This study meticulously evaluated the diagnostic accuracy of differential diagnosis lists generated by both ChatGPT-3.5 and ChatGPT-4. The evaluation was based on clinical vignettes derived from case reports published by the Department of General Internal Medicine (GIM), also known as the Department of Diagnostic and Generalist Medicine, at Dokkyo Medical University Hospital in Shimotsuga, Tochigi, Japan. The term “differential diagnosis,” central to this study, refers to a ranked list of possible medical conditions that could explain a patient’s presenting symptoms and signs. This list is formulated through a careful consideration of the patient’s medical history, physical examination findings, and the results of relevant investigations, serving as a critical step in the diagnostic process.

Ethical Considerations

As this research utilized anonymized clinical vignettes sourced from publicly available, published case reports, it was determined to be exempt from the requirement for ethics committee approval and individual patient consent. The use of de-identified, published data ensures patient privacy and aligns with ethical research standards for retrospective studies.

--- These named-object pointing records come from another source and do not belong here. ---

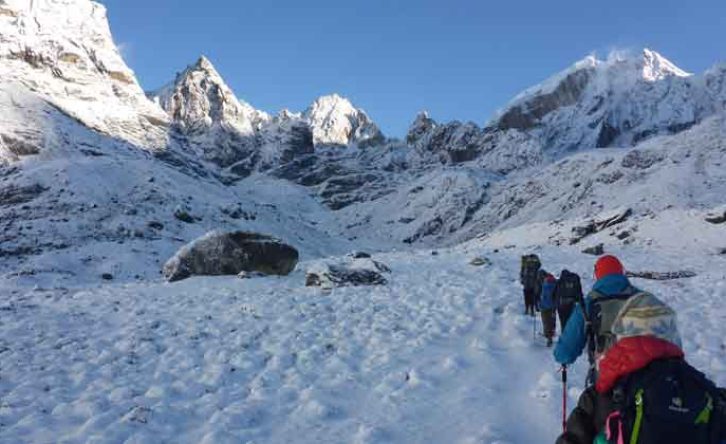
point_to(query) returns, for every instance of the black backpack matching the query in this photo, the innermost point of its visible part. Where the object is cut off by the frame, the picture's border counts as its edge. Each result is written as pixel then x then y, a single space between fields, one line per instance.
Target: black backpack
pixel 668 402
pixel 569 288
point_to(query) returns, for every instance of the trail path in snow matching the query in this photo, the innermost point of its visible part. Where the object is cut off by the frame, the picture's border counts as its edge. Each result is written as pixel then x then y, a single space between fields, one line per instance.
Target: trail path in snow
pixel 442 354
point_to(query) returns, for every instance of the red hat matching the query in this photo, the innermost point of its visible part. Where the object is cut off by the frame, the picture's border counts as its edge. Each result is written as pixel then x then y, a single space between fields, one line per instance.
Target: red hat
pixel 607 265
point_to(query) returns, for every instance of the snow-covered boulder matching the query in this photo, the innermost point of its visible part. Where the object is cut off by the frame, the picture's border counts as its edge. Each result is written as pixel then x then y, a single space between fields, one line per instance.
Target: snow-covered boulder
pixel 717 216
pixel 354 272
pixel 221 253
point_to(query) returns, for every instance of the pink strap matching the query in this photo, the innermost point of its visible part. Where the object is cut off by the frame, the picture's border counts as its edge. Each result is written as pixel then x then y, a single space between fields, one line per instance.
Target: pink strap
pixel 608 434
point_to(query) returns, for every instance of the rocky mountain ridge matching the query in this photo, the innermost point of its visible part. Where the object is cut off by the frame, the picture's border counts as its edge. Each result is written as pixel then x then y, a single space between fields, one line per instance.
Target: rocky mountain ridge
pixel 88 162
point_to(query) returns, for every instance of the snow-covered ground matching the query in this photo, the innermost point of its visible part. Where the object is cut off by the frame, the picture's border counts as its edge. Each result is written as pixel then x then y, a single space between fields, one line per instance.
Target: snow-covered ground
pixel 442 354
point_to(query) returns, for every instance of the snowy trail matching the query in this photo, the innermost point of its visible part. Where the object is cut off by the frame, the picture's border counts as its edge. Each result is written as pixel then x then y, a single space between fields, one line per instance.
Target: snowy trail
pixel 442 354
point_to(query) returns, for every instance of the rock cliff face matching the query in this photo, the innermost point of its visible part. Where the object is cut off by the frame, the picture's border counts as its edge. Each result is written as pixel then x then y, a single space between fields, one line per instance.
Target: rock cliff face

Clinical Vignettes: Real-World Case Scenarios for AI Diagnosis

The clinical vignettes used in this study were carefully curated from case reports published by the GIM Department of Dokkyo Medical University Hospital. Cases referred to this department are often diagnostically challenging, representing a high degree of clinical complexity. A subset of these particularly interesting and complex cases are documented and published as case reports in peer-reviewed medical journals. To identify relevant case reports published in English by the department, a comprehensive PubMed search was conducted on March 20, 2023. The search query employed the following keywords: “(Dokkyo Medical University [affil]) AND (Generalist Medicine [affil]) AND (2016/4/1:2022/12/31 [dp]) AND (Case Reports [PT]).”

The initial search yielded 54 case reports on PubMed. Two experienced GIM physicians (TH and RK) then meticulously reviewed these reports to select cases that were diagnostically relevant and to ascertain the final diagnosis for each. They subsequently transformed these selected cases into clinical vignettes. Two cases were excluded as they were deemed non-diagnostic, resulting in a final set of 52 cases for inclusion in the study.

For example, the case report titled “Hepatic portal venous gas after diving,” identified as case number 3 in Supplementary Tables S1 and S2, provided the source material for one vignette. From the case description section of this report, the following clinical vignette was extracted: “A 68-year-old man with diabetes and…There was no evidence of pneumatosis intestinalis.” The established final diagnosis for this case was decompression sickness.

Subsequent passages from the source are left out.